Ma non è finita qui: negli anni Settanta la disperata ricerca del successo portò Haemmerle anche sul grande schermo, il più delle volte nel ruolo di semplice comparsa: tra i tanti film a cui ha partecipato è possibile citare Serpico, il capolavoro di Sidney Lumet con Al Pacino nella parte del poliziotto protagonista, La Tigresa, una misteriosa e introvabile pellicola di Glauco del Mar, e Crazy Joe, una sceneggiatura italo-americana dedicata a Joseph Gallo – lo stesso gangster a cui Bob Dylan si ispirò per la scrittura del suo brano Joey – diretta dal grande regista Carlo Lizzani.

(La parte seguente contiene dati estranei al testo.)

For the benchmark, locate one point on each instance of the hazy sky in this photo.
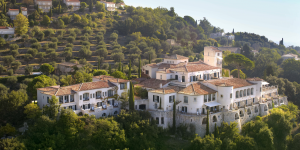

Man mano che il successo di Elvis aumentava e il suo, al contrario, non ingranava, il pensiero della parentela di lusso si fece sempre più assillante e morboso. In un’intervista rilasciata a un tabloid inglese, Johnny H racconterà di aver incontrato Presley, nel 1964, e di aver discusso con lui per ore del misterioso e inspiegabile rapporto che li legava (Elvis raramente parlava del fratello); nella stessa intervista racconterà anche di strane apparizioni e di incubi inquietanti – tutti sulla presenza di fratelli gemelli – e di un incontro con l’analista Ann Fisher in cui aveva rievocato l’infanzia a Tupelo prima dell’adozione. Al culmine della sua innocente follia, arriverà addirittura a cambiare nome – pratica relativamente diffusa negli Stati Uniti – diventando una volta per tutte Jesse Garon Presley. Vivrà gli ultimi anni della sua vita esibendosi come musicista a livello locale, arrivando anche a vincere un premio nella città di Albany per un’interpretazione di Kentucky Rain, un celebre brano di – guarda caso – Elvis.
Johnny – o Jesse, come avrebbe voluto lui – è morto nel 2003 a Stanford, una piccola città nello Stato di New York dove risiedeva con la sua famiglia.